Overexpression of HAS2 promoted the formation of microsatellites and increased survival under non-adherent conditions, effects that were reversed by HA inhibition. Transcriptomic analysis revealed an enrichment in hypoxia-related pathways. Functionally, the cells exhibited increased ATP-coupled respiration and lipid accumulation. Furthermore, the spheroids exhibited greater deformability and lower compaction, whilst in vivo they induced earlier ascites formation. Additionally, a drug screen was conducted, identifying compounds capable of inhibiting microsatellite formation. Taken together, HMW-HA was found to drive tumour aggressiveness through metabolic adaptation, making it a potential therapeutic target.
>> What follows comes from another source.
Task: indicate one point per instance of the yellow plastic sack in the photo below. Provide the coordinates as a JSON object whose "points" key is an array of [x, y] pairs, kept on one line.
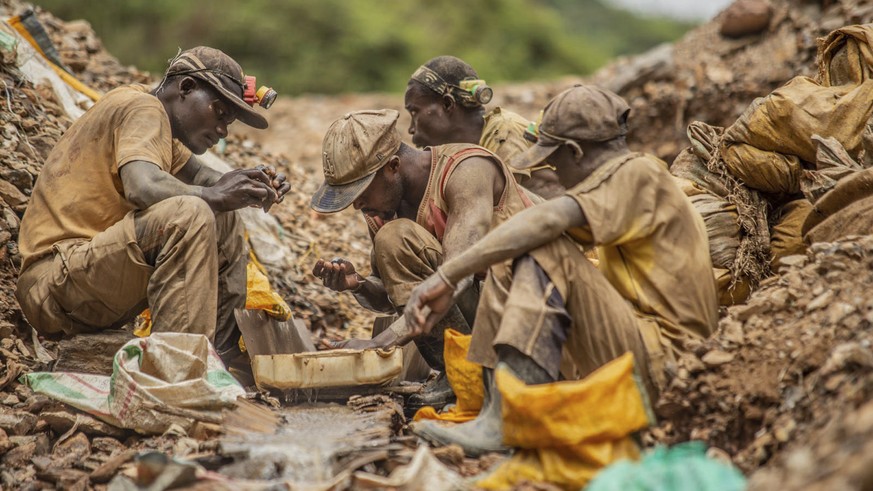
{"points": [[259, 295], [464, 376], [569, 431]]}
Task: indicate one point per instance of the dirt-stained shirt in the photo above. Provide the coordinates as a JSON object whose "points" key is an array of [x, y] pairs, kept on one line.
{"points": [[79, 192], [652, 245]]}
To investigate the contribution of HMW­HA to HGSOC plasticity, HAS2 was overexpressed in a murine HGSOC cell line (HGS2). HAS2 overexpression promoted microsatellite formation around spheroids and enhanced survival under 3D non­adherent conditions, mimicking malignant ascites. Treatment with recombinant hyaluronidase or 4­methylumbelliferone (4­MU) prevented microsatellite formation without disrupting spheroid cores, indicating a specific role for HMW­HA in tumour cell plasticity. RNA­seq analysis of HAS2­overexpressing cells revealed enrichment of hypoxia­related gene ontology terms. Functionally, these cells exhibited increased ATP­linked respiration and neutral lipid accumulation. Mechanical compression assays further demonstrated greater deformability and reduced compactness in HGS2­HAS2 spheroids, consistent with enhanced mechanical compliance.
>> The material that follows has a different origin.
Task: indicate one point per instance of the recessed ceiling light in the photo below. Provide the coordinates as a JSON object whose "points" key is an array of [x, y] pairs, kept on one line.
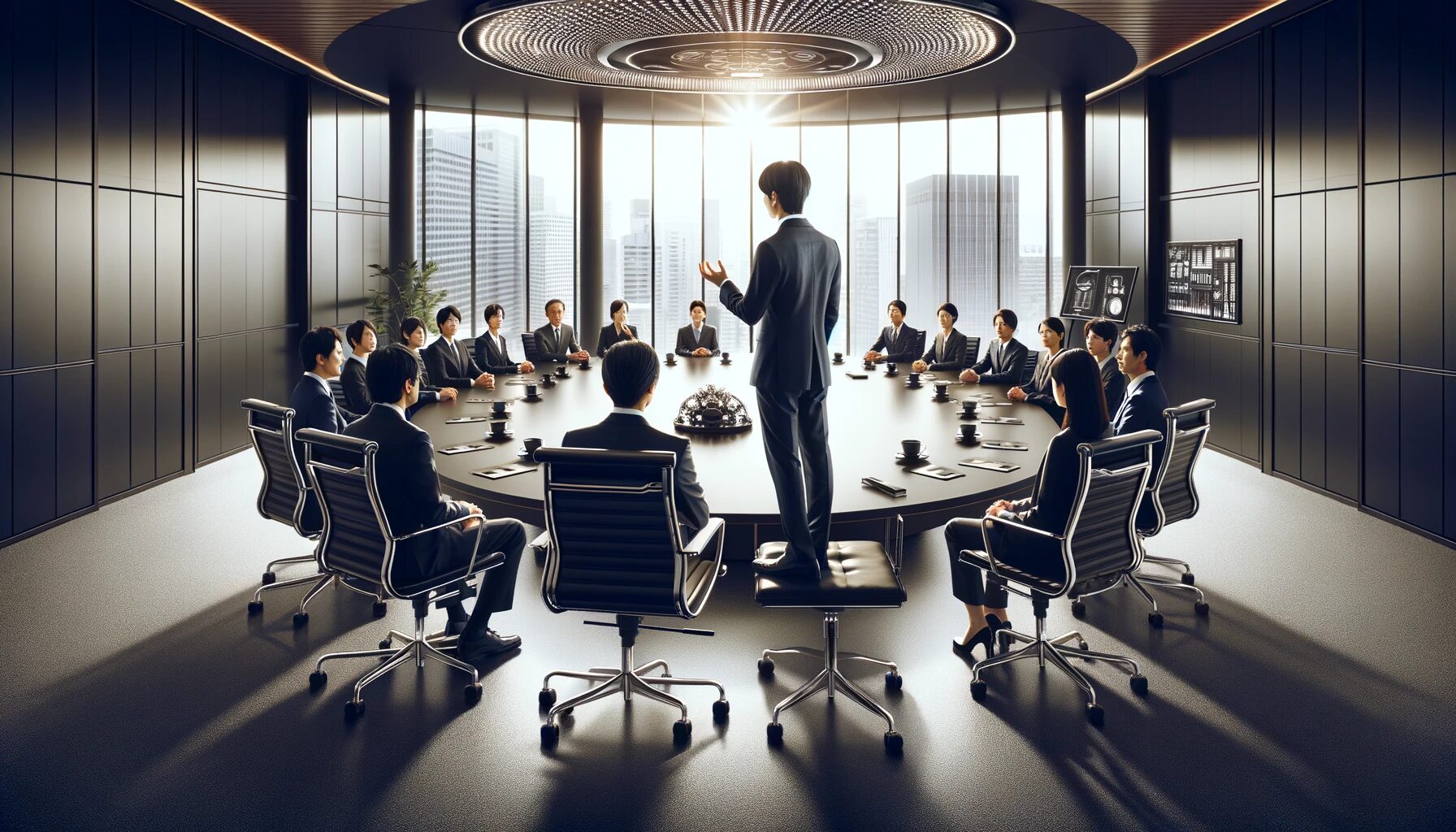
{"points": [[737, 46]]}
In vivo, HAS2­expressing cells induced earlier ascites formation. Based on these findings, we are currently performing a drug repurposing screen using the Prestwick Chemical Library to identify compounds capable of targeting HA­driven plasticity.

Collectively, these results identify HMW­HA as a driver of metabolic adaptation and aggressiveness in HGSOC, highlighting HA metabolism as a promising therapeutic vulnerability.